Gas prices might be going down for now, but inflation is still on the rise. That's the consensus from the August Consumer Price Index report that was released Tuesday.
Overall, inflation is still running at an annual rate of over eight percent, mainly because of increased costs for food, electricity, and other goods and services.
The report rattled the stock markets while raising concerns of a possible recession. The Dow Jones Industrial plunged 1,276 points as Tuesday marked the worst day for stocks in over two years.
"Let's hope that's just a one-day phenomenon and not the start of a trend," Economist Stephen Moore of FreedomWorks told CBN's Faith Nation. "That was the worst day of the stock market this year and those are big, big declines."

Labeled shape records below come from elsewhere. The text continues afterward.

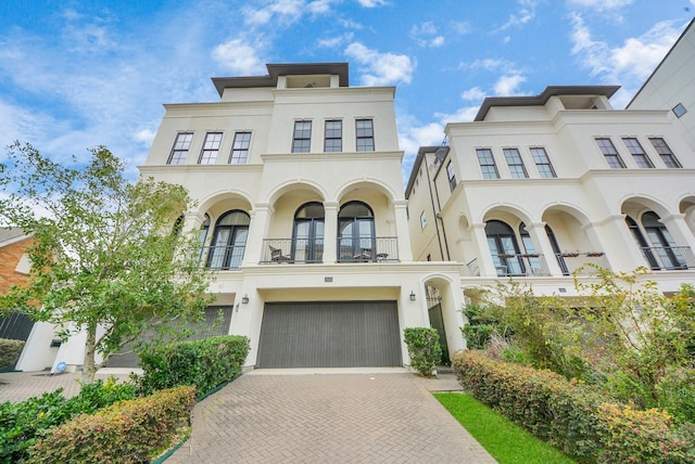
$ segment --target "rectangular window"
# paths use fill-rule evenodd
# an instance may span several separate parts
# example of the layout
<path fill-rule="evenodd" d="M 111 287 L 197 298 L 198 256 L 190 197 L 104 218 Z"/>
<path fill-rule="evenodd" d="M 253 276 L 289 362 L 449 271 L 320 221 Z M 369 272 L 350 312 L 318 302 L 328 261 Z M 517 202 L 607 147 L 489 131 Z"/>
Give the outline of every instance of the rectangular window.
<path fill-rule="evenodd" d="M 343 151 L 343 121 L 327 120 L 324 133 L 324 152 Z"/>
<path fill-rule="evenodd" d="M 509 172 L 513 179 L 526 179 L 529 175 L 526 172 L 526 167 L 521 160 L 521 155 L 517 149 L 504 149 L 504 157 L 507 159 L 507 166 L 509 166 Z"/>
<path fill-rule="evenodd" d="M 309 153 L 312 150 L 312 121 L 295 120 L 292 153 Z"/>
<path fill-rule="evenodd" d="M 656 152 L 659 154 L 666 167 L 668 168 L 683 167 L 679 163 L 673 152 L 671 152 L 671 149 L 669 147 L 669 145 L 667 145 L 666 140 L 661 139 L 660 137 L 650 137 L 649 142 L 652 142 L 652 145 L 654 145 L 654 150 L 656 150 Z"/>
<path fill-rule="evenodd" d="M 547 157 L 547 153 L 545 153 L 545 149 L 542 146 L 534 146 L 531 149 L 531 156 L 533 156 L 533 162 L 535 163 L 535 167 L 539 170 L 539 175 L 543 178 L 555 178 L 555 169 L 553 169 L 553 165 L 551 164 L 551 158 Z"/>
<path fill-rule="evenodd" d="M 653 168 L 652 159 L 644 153 L 644 149 L 640 144 L 640 141 L 634 137 L 624 137 L 622 141 L 628 149 L 628 152 L 632 155 L 635 164 L 639 168 Z"/>
<path fill-rule="evenodd" d="M 374 121 L 371 119 L 357 119 L 355 121 L 357 134 L 357 151 L 374 152 Z"/>
<path fill-rule="evenodd" d="M 249 146 L 251 145 L 251 132 L 235 133 L 235 142 L 229 154 L 229 164 L 243 165 L 249 159 Z"/>
<path fill-rule="evenodd" d="M 495 166 L 495 158 L 492 156 L 492 150 L 490 149 L 477 149 L 478 162 L 480 163 L 480 170 L 483 179 L 500 179 L 500 172 L 497 172 L 497 166 Z"/>
<path fill-rule="evenodd" d="M 454 173 L 452 162 L 446 164 L 446 178 L 448 179 L 448 189 L 453 192 L 456 189 L 456 175 Z"/>
<path fill-rule="evenodd" d="M 601 153 L 604 154 L 604 157 L 611 169 L 624 169 L 626 164 L 622 163 L 622 159 L 610 139 L 598 138 L 596 139 L 596 144 L 598 145 L 598 149 L 601 149 Z"/>
<path fill-rule="evenodd" d="M 176 134 L 176 141 L 174 147 L 172 147 L 172 154 L 169 155 L 168 165 L 182 165 L 186 163 L 186 155 L 191 147 L 191 141 L 193 140 L 193 132 L 179 132 Z"/>
<path fill-rule="evenodd" d="M 199 165 L 214 165 L 219 153 L 219 144 L 222 143 L 222 132 L 207 132 L 203 150 L 200 152 Z"/>

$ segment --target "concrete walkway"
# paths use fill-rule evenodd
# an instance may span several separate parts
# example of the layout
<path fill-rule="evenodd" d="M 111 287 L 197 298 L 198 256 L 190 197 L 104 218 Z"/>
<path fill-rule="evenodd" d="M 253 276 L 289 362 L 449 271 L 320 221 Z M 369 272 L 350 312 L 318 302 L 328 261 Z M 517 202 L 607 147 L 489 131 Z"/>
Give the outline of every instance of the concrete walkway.
<path fill-rule="evenodd" d="M 193 410 L 175 463 L 493 463 L 430 394 L 452 374 L 247 373 Z"/>

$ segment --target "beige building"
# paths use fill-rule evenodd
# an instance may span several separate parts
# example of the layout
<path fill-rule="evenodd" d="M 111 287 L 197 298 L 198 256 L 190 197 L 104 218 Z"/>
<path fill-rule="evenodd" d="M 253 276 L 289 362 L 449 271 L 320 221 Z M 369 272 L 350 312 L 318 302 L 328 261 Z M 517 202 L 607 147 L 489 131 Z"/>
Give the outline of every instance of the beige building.
<path fill-rule="evenodd" d="M 669 111 L 618 111 L 617 87 L 488 98 L 447 146 L 420 149 L 406 189 L 417 260 L 572 295 L 585 265 L 695 282 L 695 153 Z M 582 268 L 583 267 L 583 268 Z"/>

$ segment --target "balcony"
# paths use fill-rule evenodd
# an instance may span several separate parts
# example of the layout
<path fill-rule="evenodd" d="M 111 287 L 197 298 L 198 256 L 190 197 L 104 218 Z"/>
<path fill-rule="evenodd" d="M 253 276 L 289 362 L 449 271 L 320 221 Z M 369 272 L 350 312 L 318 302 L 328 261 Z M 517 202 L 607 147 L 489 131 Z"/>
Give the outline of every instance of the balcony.
<path fill-rule="evenodd" d="M 695 256 L 690 246 L 645 246 L 641 249 L 644 259 L 654 271 L 695 268 Z"/>
<path fill-rule="evenodd" d="M 324 261 L 323 239 L 266 239 L 261 263 Z M 338 240 L 339 262 L 396 262 L 396 237 L 343 237 Z"/>

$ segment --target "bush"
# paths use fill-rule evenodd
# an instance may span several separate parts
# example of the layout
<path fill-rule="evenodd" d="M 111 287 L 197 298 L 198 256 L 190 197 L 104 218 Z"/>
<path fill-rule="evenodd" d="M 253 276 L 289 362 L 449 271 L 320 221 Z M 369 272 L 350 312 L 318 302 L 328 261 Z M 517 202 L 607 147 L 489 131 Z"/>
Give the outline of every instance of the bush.
<path fill-rule="evenodd" d="M 116 384 L 110 377 L 83 386 L 79 395 L 71 399 L 63 389 L 29 398 L 20 403 L 0 403 L 0 462 L 21 462 L 28 448 L 42 430 L 63 424 L 71 417 L 94 411 L 123 399 L 136 396 L 134 384 Z"/>
<path fill-rule="evenodd" d="M 249 355 L 249 338 L 223 335 L 194 341 L 151 346 L 138 352 L 140 392 L 195 385 L 199 398 L 232 381 Z"/>
<path fill-rule="evenodd" d="M 24 349 L 23 340 L 0 338 L 0 372 L 12 371 Z"/>
<path fill-rule="evenodd" d="M 43 434 L 27 462 L 149 462 L 190 426 L 194 398 L 194 387 L 177 387 L 80 415 Z"/>
<path fill-rule="evenodd" d="M 459 351 L 453 361 L 458 381 L 473 397 L 567 454 L 605 462 L 630 462 L 626 456 L 636 462 L 693 462 L 688 459 L 695 443 L 692 435 L 684 437 L 695 426 L 675 426 L 664 411 L 615 404 L 592 386 L 479 351 Z M 657 455 L 660 461 L 655 461 Z"/>
<path fill-rule="evenodd" d="M 408 327 L 403 331 L 403 336 L 408 346 L 410 366 L 421 375 L 431 377 L 442 360 L 437 328 Z"/>

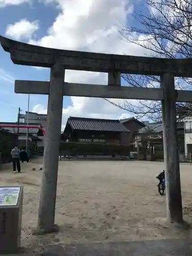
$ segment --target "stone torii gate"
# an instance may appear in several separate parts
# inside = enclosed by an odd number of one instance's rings
[[[39,228],[48,232],[54,227],[63,95],[161,101],[167,217],[170,222],[183,222],[175,102],[192,102],[192,92],[175,90],[174,77],[192,77],[191,60],[53,49],[3,36],[0,36],[0,42],[4,50],[10,53],[15,64],[51,69],[50,82],[16,80],[15,82],[16,93],[49,95]],[[108,73],[108,86],[66,83],[66,69]],[[160,76],[161,87],[121,87],[123,73]]]

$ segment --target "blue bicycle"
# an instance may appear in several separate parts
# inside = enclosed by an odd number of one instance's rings
[[[165,171],[163,170],[162,173],[157,175],[156,178],[159,180],[159,183],[157,185],[158,192],[159,195],[163,196],[165,190]]]

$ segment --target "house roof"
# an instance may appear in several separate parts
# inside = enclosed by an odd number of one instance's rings
[[[81,131],[98,131],[125,133],[130,132],[128,129],[125,128],[120,123],[119,120],[70,117],[68,118],[66,128],[68,124],[70,125],[73,130]],[[65,130],[66,130],[66,129]]]
[[[120,119],[120,121],[121,123],[124,123],[126,122],[128,122],[129,121],[131,121],[132,120],[139,123],[141,125],[143,125],[143,126],[145,125],[145,124],[143,122],[139,121],[138,120],[135,118],[135,117],[130,117],[130,118],[124,118],[123,119]]]
[[[163,131],[163,125],[162,123],[150,123],[145,127],[141,128],[138,131],[138,133],[144,133],[151,131],[153,133],[159,133]]]

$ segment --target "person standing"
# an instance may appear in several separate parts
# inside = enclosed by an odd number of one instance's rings
[[[23,173],[20,170],[20,159],[19,159],[20,150],[17,146],[15,145],[11,151],[11,156],[13,161],[13,173],[16,173],[16,165],[17,166],[18,173]]]

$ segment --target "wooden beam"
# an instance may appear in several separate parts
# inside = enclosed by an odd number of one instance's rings
[[[30,94],[49,94],[50,82],[15,80],[15,92]],[[161,100],[163,91],[160,89],[99,86],[65,83],[63,95],[95,98],[148,99]]]
[[[59,50],[18,42],[0,36],[0,43],[15,64],[51,68],[58,60],[66,69],[121,74],[190,77],[191,59],[166,59]]]
[[[15,92],[30,94],[49,93],[50,82],[16,80]],[[177,101],[192,102],[192,91],[175,90]],[[64,83],[63,96],[148,100],[163,99],[163,89],[139,88],[125,86],[99,86],[84,83]]]

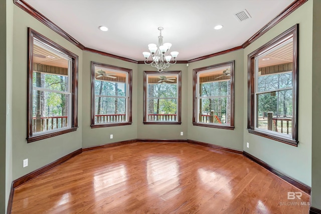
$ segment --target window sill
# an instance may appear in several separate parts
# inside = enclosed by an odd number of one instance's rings
[[[91,128],[102,128],[102,127],[109,127],[112,126],[125,126],[127,125],[131,125],[131,122],[125,122],[122,123],[104,123],[102,124],[94,124],[90,125]]]
[[[220,128],[222,129],[234,130],[234,126],[231,126],[226,125],[216,125],[209,123],[201,123],[193,122],[193,125],[198,126],[203,126],[205,127]]]
[[[282,143],[286,143],[287,144],[291,145],[297,147],[297,144],[298,141],[296,140],[293,140],[289,139],[286,139],[283,138],[279,136],[275,136],[272,134],[269,134],[266,133],[262,132],[257,130],[248,129],[249,133],[251,134],[256,134],[257,135],[260,136],[261,137],[266,137],[267,138],[270,139],[271,140],[276,140],[277,141],[281,142]]]
[[[143,122],[144,124],[148,125],[181,125],[182,122]]]
[[[71,132],[72,131],[76,131],[77,128],[78,127],[73,127],[68,128],[67,129],[64,129],[61,131],[56,131],[55,132],[44,134],[36,136],[28,137],[27,138],[27,142],[28,143],[31,143],[32,142],[37,141],[38,140],[43,140],[46,138],[49,138],[50,137],[54,137],[55,136],[60,135],[61,134],[65,134],[66,133]]]

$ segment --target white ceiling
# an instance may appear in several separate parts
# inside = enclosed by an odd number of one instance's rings
[[[85,47],[142,61],[159,26],[177,60],[189,60],[241,45],[293,0],[25,1]],[[244,9],[252,18],[240,22],[233,14]]]

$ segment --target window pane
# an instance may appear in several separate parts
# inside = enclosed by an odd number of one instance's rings
[[[95,94],[125,97],[126,96],[126,84],[95,80]]]
[[[257,127],[285,134],[291,133],[292,90],[257,95]]]
[[[126,121],[126,98],[95,98],[95,123]]]
[[[177,99],[148,100],[148,121],[177,121]]]
[[[67,71],[67,69],[66,69]],[[34,72],[33,85],[34,87],[67,92],[68,91],[68,77]]]
[[[176,98],[177,84],[176,83],[148,84],[148,92],[149,98]]]
[[[292,87],[292,72],[261,75],[258,78],[259,92]]]
[[[68,127],[69,99],[67,94],[34,90],[33,133]]]
[[[229,125],[230,124],[230,97],[202,98],[199,100],[199,122]]]
[[[210,97],[227,95],[230,90],[230,81],[200,84],[200,96]]]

The news was also bad for consumers who are squeezed with higher prices on just about everything.
"You're supposed to try to survive when the cheapest apartment in Phoenix is $1,000 a month," said Duane Reichart of Phoenix, AZ.
Prices for groceries are also way up, more than 13 percent from last year.
Taylor Adams of District Heights, MD is a single mother. She says the higher food costs are making it harder to make ends meet.
"What else can you do, starve?" said Taylor. "You have to buy it; it is what it is. Do you like it? No. But I deal with the prices."
Moore said families are lagging behind big time.
"We estimate that the average family has lost somewhere between three and four thousand dollars of purchasing power because of the stampede of inflation that doesn't seem to be going away anytime soon," Moore explained.
Still, President Biden claims the nation's other economic indicators are all positive. He even invited Democrats to the White House to celebrate the recent spending bill that they named "The Inflation Reduction Act."
"Economy is still strong, the president said Tuesday. "Unemployment is low, jobs are up, manufacturing is good. So I think it's - I think we're gonna be fine."
Republicans argue the facts push back against that narrative.
"So they may be taking a victory lap at the White House, but I can tell you one thing, the American people are not because they are feeling the direct impact of this every single day," said Sen. John Thune (R-SD).